If Kafka is configured to use Sentry authorization, make sure that streamsrepmgr is added to the Kafka Super users property.
  1. From the Cloudera Manager Home page, select the drop-down to the right of your cluster, and select Add a Service and select Streams Replication Manager. You may install one service at a time.
  2. Select Streams Replication Manager from the list of services and click Continue.
  3. Assign role instances to hosts:
    1. Click the field below Streams Replication Manager Driver to display a dialog box containing a list of hosts.
    2. Select 1 or more hosts that the Streams Replication Manager Driver should be assigned to and Click Ok.
    3. Click the field below Streams Replication Manager Service to display a dialog box containing a list of hosts.
    4. Select 1 host that the Streams Replication Manager Service should be assigned to and Click Ok.
  4. Click Continue.
  5. Specify cluster aliases:
    1. Find the Streams Replication Manager Cluster alias. property.
    2. Add a comma delimited list of cluster aliases. For example:
      primary, secondary
      Cluster aliases are arbitrary names defined by the user. Aliases specified here are used in other configuration properties and with the srm-control tool to refer to the clusters added for replication.
  6. Specify cluster connection information:
    1. Find the streams.replication.manager's replication configs property.
    2. Click the add button and add new lines for each cluster alias you have specified in the Streams Replication Manager Cluster alias. property
    3. Add connection information for your clusters. For example:
      primary.bootstrap.servers=primary_host1:9092,primary_host2:9092,primary_host3:9092
      secondary.bootstrap.servers=secondary_host1:9092,secondary_host2:9092,secondary_host3:9092

      Each cluster has to be added to a new line. If a cluster has multiple hosts, add them to the same line but delimit them with commas.

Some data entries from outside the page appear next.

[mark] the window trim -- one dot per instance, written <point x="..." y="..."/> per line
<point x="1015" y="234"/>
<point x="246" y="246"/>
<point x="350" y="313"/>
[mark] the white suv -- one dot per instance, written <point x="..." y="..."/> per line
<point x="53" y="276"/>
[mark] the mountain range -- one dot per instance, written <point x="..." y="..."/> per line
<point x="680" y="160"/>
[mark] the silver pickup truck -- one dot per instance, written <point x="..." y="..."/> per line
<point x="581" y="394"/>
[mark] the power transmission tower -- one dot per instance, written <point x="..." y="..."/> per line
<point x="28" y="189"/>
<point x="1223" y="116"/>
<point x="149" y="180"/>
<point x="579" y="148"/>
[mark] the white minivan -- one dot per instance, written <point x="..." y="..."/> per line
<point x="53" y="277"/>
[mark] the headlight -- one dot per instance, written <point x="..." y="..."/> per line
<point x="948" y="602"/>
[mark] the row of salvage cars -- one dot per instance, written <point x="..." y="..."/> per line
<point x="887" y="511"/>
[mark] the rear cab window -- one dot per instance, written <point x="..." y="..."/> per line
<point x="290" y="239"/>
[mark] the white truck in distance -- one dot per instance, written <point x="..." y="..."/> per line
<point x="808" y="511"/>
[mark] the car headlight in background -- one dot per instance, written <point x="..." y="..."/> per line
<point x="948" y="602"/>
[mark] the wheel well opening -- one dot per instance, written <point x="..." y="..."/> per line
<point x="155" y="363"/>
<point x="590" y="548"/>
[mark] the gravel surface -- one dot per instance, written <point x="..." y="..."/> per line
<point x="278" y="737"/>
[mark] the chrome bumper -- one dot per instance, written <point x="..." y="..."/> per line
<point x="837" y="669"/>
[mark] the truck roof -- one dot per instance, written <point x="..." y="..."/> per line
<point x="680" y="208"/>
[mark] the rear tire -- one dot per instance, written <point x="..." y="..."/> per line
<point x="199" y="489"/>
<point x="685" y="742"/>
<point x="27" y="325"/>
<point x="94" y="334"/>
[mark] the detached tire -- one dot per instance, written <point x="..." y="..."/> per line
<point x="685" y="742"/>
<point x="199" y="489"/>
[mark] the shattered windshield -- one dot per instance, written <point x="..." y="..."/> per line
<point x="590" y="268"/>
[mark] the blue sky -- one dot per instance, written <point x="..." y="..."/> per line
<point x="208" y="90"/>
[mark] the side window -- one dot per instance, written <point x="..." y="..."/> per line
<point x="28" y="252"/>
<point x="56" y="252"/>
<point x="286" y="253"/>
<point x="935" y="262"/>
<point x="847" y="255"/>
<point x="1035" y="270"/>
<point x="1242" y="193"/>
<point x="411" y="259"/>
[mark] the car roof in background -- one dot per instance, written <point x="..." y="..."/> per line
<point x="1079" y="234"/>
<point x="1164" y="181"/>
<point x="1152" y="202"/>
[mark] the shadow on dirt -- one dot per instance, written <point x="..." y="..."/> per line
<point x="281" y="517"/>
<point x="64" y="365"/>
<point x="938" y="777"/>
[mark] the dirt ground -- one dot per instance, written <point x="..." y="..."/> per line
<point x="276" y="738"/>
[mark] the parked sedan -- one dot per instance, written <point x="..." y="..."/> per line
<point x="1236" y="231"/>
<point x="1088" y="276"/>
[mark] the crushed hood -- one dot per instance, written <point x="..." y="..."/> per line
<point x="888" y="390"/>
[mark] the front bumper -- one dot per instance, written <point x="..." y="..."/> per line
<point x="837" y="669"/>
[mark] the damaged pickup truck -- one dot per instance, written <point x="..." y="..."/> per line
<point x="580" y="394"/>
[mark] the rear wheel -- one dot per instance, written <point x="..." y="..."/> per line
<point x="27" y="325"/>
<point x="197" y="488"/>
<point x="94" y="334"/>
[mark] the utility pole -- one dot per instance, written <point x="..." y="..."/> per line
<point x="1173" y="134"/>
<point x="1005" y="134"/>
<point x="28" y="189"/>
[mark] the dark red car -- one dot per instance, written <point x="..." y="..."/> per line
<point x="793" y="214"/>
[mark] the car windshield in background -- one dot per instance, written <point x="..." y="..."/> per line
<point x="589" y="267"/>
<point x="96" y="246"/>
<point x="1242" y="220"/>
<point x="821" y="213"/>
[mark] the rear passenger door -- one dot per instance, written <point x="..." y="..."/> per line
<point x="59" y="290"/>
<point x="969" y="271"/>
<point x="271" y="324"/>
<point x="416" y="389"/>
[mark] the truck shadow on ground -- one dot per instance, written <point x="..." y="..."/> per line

  7. Add and enable replications:
    1. Find the streams.replication.manager's replication configs property.
    2. Click the add button and add new lines for each unique replication you want to add and enable.
    3. Add and enable your replications. For example:
      primary->secondary.enabled=true
      secondary->primary.enabled=true
      
  8. Specify the Streams Replication Manager Service role target cluster:
    1. Find the streams replication manager service target cluster property.
    2. Add the target cluster alias. For example:
      secondary

    The target cluster is where the service gathers replication information from. Cloudera recommends that you deploy the service on every cluster and configure each instance of the service to target the cluster that it is running on.

  9. Optional: Specify the Streams Replication Manager Driver role target clusters:
    1. Find the streams replication manager driver target cluster property.
    2. Add the cluster aliases that you want the driver role to target. For example:
      primary, secondary

    You can use the streams replication manager driver target cluster property to specify a subset of clusters that the driver should target or in other words write to. When this property is left empty (default) the driver will read from and write to all clusters added to SRMs configuration. When this property is set, the driver will collect data from all clusters, but will only write to the clusters specified in this property. This property becomes essential when you have an advanced deployment as it allows you to distribute replication workloads.

  10. Configure properties not exposed in Cloudera Manager:
    SRM accepts a number of additional configuration properties that are not available in Cloudera Manager. Depending on your requirements you may need to configure these properties as well. You can find a comprehensive list of these properties in Configuration Properties Reference.
    1. Find the streams.replication.manager's replication configs property.
    2. Click the add button and add new lines for each additional property you want to configure.
    3. Add configuration properties. For example:
      replication.factor=3
  11. Depending on your requirement, review and configure other properties available on this page.
  12. Click Continue and wait until Streams Replication Manager is started.
  13. Click Continue then click Finish.
  • Replicating data to or from the specified clusters is now possible.
  • The SRM service REST API Swagger UI is available at one of the following addresses:
    • http://<srm-service-host>:<srm-service-port/swagger
    • https://<srm-service-host>:<srm-service-port/swagger
  • Enable Kerberos and TLS/SSL for SRM.
  • Use the srm-control tool located at /opt/cloudera/parcels/STREAMS_REPLICATION_MANAGER/bin/ to kick off replication by adding topics or groups to the whitelist.